25/05/22 17:44:10 WARN SparkSession: Using an existing Spark session; only runtime SQL configurations will take effect.


In [2]:
hdfs_path = '/data/olist/'

In [3]:
customers_df = spark.read.csv(hdfs_path + 'olist_customers_dataset.csv', inferSchema='true', header='true')
geolocation_df = spark.read.csv(hdfs_path + 'olist_geolocation_dataset.csv', inferSchema='true', header='true')
order_items_df = spark.read.csv(hdfs_path + 'olist_order_items_dataset.csv', inferSchema='true', header='true')
order_payments_df = spark.read.csv(hdfs_path + 'olist_order_payments_dataset.csv', inferSchema='true', header='true')
order_reviews_df = spark.read.csv(hdfs_path + 'olist_order_reviews_dataset.csv', inferSchema='true', header='true')

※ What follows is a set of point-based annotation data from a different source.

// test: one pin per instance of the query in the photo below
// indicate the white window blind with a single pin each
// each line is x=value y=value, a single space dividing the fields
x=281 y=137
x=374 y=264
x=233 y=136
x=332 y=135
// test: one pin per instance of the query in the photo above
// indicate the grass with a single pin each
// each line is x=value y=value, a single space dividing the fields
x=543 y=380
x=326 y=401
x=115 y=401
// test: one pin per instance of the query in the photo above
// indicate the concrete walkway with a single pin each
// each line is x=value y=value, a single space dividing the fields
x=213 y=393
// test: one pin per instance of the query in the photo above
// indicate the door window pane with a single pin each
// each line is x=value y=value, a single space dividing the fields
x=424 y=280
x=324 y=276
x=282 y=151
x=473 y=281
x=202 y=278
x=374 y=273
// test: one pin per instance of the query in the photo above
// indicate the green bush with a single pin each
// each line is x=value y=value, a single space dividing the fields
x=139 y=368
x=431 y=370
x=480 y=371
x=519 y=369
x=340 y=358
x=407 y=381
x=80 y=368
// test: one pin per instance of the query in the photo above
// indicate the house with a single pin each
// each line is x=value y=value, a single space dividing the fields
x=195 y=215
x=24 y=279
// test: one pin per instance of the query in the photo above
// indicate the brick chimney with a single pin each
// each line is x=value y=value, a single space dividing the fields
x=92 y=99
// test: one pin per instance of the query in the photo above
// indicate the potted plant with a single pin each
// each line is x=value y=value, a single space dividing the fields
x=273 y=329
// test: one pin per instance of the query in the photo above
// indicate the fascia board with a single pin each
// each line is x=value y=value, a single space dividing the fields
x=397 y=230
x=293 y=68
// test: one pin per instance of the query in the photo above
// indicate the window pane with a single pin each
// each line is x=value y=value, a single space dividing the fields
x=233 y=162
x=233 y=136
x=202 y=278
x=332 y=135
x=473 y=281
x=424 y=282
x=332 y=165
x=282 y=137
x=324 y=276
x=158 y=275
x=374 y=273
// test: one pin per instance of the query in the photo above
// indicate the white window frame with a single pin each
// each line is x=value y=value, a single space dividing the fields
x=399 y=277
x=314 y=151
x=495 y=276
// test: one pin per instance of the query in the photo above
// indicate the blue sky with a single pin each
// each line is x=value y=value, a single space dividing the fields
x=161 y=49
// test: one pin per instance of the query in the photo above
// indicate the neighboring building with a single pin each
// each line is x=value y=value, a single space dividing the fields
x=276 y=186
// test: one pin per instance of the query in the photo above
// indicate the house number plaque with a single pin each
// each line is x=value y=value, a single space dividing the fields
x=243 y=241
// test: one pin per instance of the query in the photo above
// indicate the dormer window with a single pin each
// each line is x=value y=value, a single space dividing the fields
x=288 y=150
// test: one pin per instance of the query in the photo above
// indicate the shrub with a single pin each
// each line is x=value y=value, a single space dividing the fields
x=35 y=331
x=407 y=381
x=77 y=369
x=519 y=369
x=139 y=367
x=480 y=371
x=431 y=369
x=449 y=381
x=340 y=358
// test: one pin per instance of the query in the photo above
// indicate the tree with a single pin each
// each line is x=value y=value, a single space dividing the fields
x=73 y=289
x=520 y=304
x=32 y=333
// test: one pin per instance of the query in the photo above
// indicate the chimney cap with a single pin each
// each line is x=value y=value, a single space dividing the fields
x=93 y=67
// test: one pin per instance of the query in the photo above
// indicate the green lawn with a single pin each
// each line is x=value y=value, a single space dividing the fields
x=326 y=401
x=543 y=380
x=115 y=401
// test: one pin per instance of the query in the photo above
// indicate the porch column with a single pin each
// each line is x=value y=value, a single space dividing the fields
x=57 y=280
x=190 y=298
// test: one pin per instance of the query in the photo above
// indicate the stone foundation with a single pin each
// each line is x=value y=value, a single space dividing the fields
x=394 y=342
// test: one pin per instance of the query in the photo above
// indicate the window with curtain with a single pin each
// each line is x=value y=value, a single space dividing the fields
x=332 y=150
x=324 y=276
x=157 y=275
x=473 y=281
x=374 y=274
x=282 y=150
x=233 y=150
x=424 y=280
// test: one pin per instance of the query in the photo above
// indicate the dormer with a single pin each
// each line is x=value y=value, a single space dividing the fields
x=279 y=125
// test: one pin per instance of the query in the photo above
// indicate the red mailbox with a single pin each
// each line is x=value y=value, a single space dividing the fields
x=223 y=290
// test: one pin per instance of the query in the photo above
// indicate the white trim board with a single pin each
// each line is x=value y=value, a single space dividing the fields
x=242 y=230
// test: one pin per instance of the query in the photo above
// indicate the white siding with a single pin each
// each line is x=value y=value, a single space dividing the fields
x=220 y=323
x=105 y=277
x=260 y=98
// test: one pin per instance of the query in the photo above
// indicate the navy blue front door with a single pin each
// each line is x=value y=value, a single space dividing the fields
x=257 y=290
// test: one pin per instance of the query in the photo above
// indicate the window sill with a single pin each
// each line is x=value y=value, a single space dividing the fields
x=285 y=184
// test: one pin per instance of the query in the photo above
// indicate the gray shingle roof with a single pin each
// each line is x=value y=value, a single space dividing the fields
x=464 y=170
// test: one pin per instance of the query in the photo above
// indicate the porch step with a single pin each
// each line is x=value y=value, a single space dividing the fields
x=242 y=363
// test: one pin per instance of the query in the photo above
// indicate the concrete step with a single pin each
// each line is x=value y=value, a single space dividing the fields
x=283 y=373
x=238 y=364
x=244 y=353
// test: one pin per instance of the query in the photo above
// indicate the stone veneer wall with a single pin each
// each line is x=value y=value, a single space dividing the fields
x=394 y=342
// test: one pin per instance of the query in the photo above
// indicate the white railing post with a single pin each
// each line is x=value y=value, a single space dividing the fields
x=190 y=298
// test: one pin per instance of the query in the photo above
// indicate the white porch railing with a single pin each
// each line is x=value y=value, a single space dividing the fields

orders_df = spark.read.csv(hdfs_path + 'olist_orders_dataset.csv', inferSchema='true', header='true')
products_df = spark.read.csv(hdfs_path + 'olist_products_dataset.csv', inferSchema='true', header='true')
sellers_df = spark.read.csv(hdfs_path + 'olist_sellers_dataset.csv', inferSchema='true', header='true')
product_category_translation_df = spark.read.csv(hdfs_path + 'product_category_name_translation.csv', inferSchema='true', header='true')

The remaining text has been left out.